Spin structures in pure and rare earth doped thin ferrites

Electrons in low dimensional systems such as heterostructures, thin films, surfaces and interfaces are at the heart of many interesting phenomena. A contemporary exploitation of charge, spin and orbital degrees of freedom is a promising research field at fundamental and application levels. Of particular interest in this context is magnonics, whose main aim is to study and to explore spin wave propagation in nanomaterials. Non- collinear spin structures, such as magnetic domain walls, can also be exploited to control the amplitude or phase of spin waves. Further functionalities can be achieved by introducing specific magnetic dopants to manipulate electronic and magnetic properties of the host material. In non-centrosymmetric magnetic materials or thin films, a specific doping can induce strong Dzyaloshinskii-Moriya interaction forming topologically protected magnetic objects like skyrmions.
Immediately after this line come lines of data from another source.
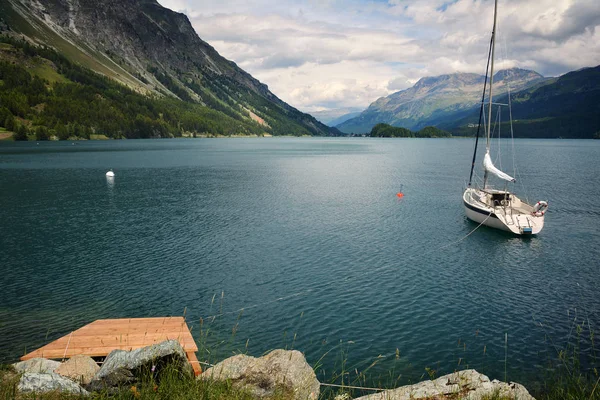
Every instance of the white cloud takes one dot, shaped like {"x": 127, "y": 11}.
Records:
{"x": 317, "y": 54}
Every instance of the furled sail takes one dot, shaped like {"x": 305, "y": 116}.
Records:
{"x": 488, "y": 165}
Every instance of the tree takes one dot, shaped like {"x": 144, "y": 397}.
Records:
{"x": 9, "y": 122}
{"x": 41, "y": 133}
{"x": 20, "y": 133}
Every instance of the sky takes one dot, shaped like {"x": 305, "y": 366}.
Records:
{"x": 329, "y": 54}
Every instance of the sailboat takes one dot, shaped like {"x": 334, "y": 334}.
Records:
{"x": 486, "y": 205}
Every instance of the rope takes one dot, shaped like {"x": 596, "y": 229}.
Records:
{"x": 467, "y": 235}
{"x": 67, "y": 347}
{"x": 352, "y": 387}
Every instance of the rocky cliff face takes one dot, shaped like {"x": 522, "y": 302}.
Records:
{"x": 433, "y": 99}
{"x": 151, "y": 48}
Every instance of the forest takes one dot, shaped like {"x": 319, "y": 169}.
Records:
{"x": 74, "y": 102}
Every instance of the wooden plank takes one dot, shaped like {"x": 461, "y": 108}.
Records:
{"x": 100, "y": 337}
{"x": 193, "y": 360}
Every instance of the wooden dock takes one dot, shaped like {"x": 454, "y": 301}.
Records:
{"x": 102, "y": 336}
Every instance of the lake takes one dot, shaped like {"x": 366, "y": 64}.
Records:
{"x": 308, "y": 237}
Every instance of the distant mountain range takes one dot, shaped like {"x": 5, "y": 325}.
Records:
{"x": 336, "y": 116}
{"x": 568, "y": 106}
{"x": 156, "y": 52}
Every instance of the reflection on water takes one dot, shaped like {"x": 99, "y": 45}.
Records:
{"x": 110, "y": 181}
{"x": 309, "y": 237}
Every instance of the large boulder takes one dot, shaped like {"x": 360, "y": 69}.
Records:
{"x": 125, "y": 367}
{"x": 280, "y": 371}
{"x": 34, "y": 382}
{"x": 463, "y": 385}
{"x": 37, "y": 365}
{"x": 80, "y": 369}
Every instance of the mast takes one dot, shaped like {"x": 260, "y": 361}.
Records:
{"x": 487, "y": 146}
{"x": 481, "y": 108}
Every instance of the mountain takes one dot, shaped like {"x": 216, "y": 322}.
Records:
{"x": 336, "y": 116}
{"x": 155, "y": 52}
{"x": 434, "y": 99}
{"x": 565, "y": 107}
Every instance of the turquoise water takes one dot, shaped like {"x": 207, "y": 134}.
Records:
{"x": 308, "y": 236}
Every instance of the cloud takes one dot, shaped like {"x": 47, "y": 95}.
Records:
{"x": 317, "y": 54}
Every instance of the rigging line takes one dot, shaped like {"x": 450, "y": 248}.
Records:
{"x": 467, "y": 235}
{"x": 481, "y": 110}
{"x": 362, "y": 275}
{"x": 353, "y": 387}
{"x": 239, "y": 310}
The proposal aims to investigate and in particular design the atomic structure and magnetic properties of ultra- thin pristine and doped nickel ferrite films from both perspectives experimentally and theoretically. It is expected that ultra-thin films grown lattice matched on other spinel substrates by either molecular beam epitaxy or by magnetron sputtering exhibit by far a superior crystal quality over bulk samples. We aim to study the effect of doping with rare earth metals and in a second step by introducing electrons into the film to enhance the the Ruderman-Kittel-Kasuya-Yoshida interaction between the rare earth dopants. The goal of this subset of experiments is to harden the magnetic properties (e.g. enhancement of the transition temperature, the coercivity, and remanence) which as a result of the finite sample size are expected to be diminish with respect to a bulk sample.